The ACNielsen Homescan survey of 6,630 households in May quizzed consumers about where they liked to shop and asked them to choose between Asda, the Co-operative Group, Kwik Save, Iceland, Marks and Spencer, Morrisons, Safeway, Sainsbury, Somerfield, Tesco, and Waitrose.
Tesco was again voted in second place overall - it came second on price, range, service and availability after Asda knocked it off the winner's podium for range and service. Shoppers were also less sure about Tesco's quality, for which it could only achieve fourth place, after M&S, Sainsbury and Asda. Sainsbury was voted in third place overall. It came third for range, service and availability, but Kwik Save took the third place spot for price.
Shoppers evidently love EDLP and Asda's work with Rollback, and the fact it was best value in The Grocer 33 survey for the fifth year running hasn't been lost on them.
But the key difference this year is that Asda's work to turn its customer service up a notch is paying off. TV ads showing ultra-helpful staff have struck a cord while the much-heralded greeters have helped form the public perception that its stores are getting better at serving shoppers. Being voted the best UK employer recently has also done it a favour -- staff feel the benefit, and the image rubs off on the public, too.
Marks and Spencer finished just outside the top three, helped by its strong quality performance, while Morrisons came a respectable fifth ahead of Safeway, and Somerfield took the booby prize.

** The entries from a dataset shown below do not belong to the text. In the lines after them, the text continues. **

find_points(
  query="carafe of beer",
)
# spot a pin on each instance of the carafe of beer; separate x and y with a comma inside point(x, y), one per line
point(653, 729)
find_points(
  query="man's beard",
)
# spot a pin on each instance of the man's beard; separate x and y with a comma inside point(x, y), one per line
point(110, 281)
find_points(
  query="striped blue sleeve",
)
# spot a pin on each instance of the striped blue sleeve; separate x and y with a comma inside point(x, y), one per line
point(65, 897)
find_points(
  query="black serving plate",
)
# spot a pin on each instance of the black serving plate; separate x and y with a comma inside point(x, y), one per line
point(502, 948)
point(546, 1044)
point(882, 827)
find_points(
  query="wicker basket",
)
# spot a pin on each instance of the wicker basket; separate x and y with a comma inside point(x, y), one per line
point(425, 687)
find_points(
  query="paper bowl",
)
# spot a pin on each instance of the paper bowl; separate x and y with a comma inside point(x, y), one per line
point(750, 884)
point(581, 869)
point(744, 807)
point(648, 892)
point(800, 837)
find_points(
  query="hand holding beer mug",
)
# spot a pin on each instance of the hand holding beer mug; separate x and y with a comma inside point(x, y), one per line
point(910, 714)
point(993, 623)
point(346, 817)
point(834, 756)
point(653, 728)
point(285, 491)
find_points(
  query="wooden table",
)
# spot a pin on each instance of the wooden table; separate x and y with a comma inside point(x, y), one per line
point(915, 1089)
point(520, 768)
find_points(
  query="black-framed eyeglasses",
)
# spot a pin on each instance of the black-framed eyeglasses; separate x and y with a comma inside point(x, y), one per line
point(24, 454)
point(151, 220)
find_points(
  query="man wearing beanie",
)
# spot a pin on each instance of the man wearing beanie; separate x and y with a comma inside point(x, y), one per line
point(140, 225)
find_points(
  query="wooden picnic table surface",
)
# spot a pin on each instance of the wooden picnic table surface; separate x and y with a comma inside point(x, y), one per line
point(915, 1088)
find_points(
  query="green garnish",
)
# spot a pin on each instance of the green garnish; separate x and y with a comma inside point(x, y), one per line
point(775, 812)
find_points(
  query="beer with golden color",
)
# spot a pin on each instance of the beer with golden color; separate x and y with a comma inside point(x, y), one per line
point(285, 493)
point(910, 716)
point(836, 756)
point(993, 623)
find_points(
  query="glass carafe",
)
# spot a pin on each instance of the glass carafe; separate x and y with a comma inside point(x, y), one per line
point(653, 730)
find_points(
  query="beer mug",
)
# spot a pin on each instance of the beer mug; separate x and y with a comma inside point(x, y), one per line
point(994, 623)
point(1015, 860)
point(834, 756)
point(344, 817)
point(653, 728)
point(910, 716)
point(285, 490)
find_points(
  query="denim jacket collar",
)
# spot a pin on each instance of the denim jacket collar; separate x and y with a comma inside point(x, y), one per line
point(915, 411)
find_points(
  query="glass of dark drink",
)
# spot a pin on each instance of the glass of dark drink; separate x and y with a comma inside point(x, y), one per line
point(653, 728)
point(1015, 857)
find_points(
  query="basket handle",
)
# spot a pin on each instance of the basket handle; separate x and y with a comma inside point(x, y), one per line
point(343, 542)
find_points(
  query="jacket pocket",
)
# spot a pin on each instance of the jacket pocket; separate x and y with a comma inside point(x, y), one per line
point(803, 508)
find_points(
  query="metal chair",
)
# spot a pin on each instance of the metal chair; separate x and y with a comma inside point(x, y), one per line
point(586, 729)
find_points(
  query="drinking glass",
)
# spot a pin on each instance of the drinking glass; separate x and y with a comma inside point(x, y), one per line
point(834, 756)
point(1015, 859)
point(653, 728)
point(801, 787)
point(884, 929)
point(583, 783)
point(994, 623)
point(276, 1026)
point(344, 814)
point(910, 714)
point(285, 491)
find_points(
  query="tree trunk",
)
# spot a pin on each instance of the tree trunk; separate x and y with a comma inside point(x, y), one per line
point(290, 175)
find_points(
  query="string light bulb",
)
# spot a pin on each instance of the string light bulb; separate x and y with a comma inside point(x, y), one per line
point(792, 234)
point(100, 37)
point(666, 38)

Asda shoppers prove to be loyal fans
Breaking down the figures, Asda did well when consumers who did their main shop there were asked to score it compared with the other chains. Asda shoppers rated Asda as the best retailer at a significantly higher level than Tesco regulars scored their local Tesco store - but this could be due to the fact that Tesco simply has a variety of fascias so people's experience of the Tesco brand is less consistent.
Asda, Sainsbury, Tesco and Morrisons shoppers all reckoned their stores were best at everything, while Kwik Save shoppers thought Asda was best for range and availability.
And shoppers' views on those retailers they didn't visit also make compelling reading.
Non-Asda and non-M&S shoppers had better perceptions of those stores than any others, while at the other end of the scale those who didn't shop in Kwik Save, the Co-operative Group, Waitrose, Safeway and Somerfield all liked those stores least. Non-Tesco and Sainsbury shoppers were less harsh about the chains.
Evidently, even if consumers don't shop in Asda, they have a very good perception of what it's about, so the multiple gets its message across well. It may be that many of these shoppers would like to visit an Asda, but don't live near one.
This is reinforced by its dominance around the country. Regionally, Asda came out top in six of the 10 regions - Scotland, Lancashire, Yorkshire, Tyne Tees, Wales and the Midlands - while Tesco came top in the more densely populated southern regions, except London, where Sainsbury topped the bill.
Tesco is still very strong in its heartland, as is Sainsbury, but as Asda reformats its stores in the south, it could prove more of a risk to its rivals as it gains ground.
And the pace isn't slowing as it's just opened its biggest superstore in Eastlands, Manchester, along with its first food-only small store format in London this month - covering off both ends of the grocery scale. Asda reckons it pulls in a million new shoppers through its doors a year as it opens new stores and improves its offer - and it'll be looking to better that.
It seems Wal-Mart's little brother is coming up trumps in so many areas that more and bigger stores will only help boost its market share. Indeed, Asda boasts it is the sector's fastest growing retailer and that it will overtake Sainsbury to become the number two player in the UK market by the end of this year.
Judging by these figures, it's a claim that doesn't look that far-fetched.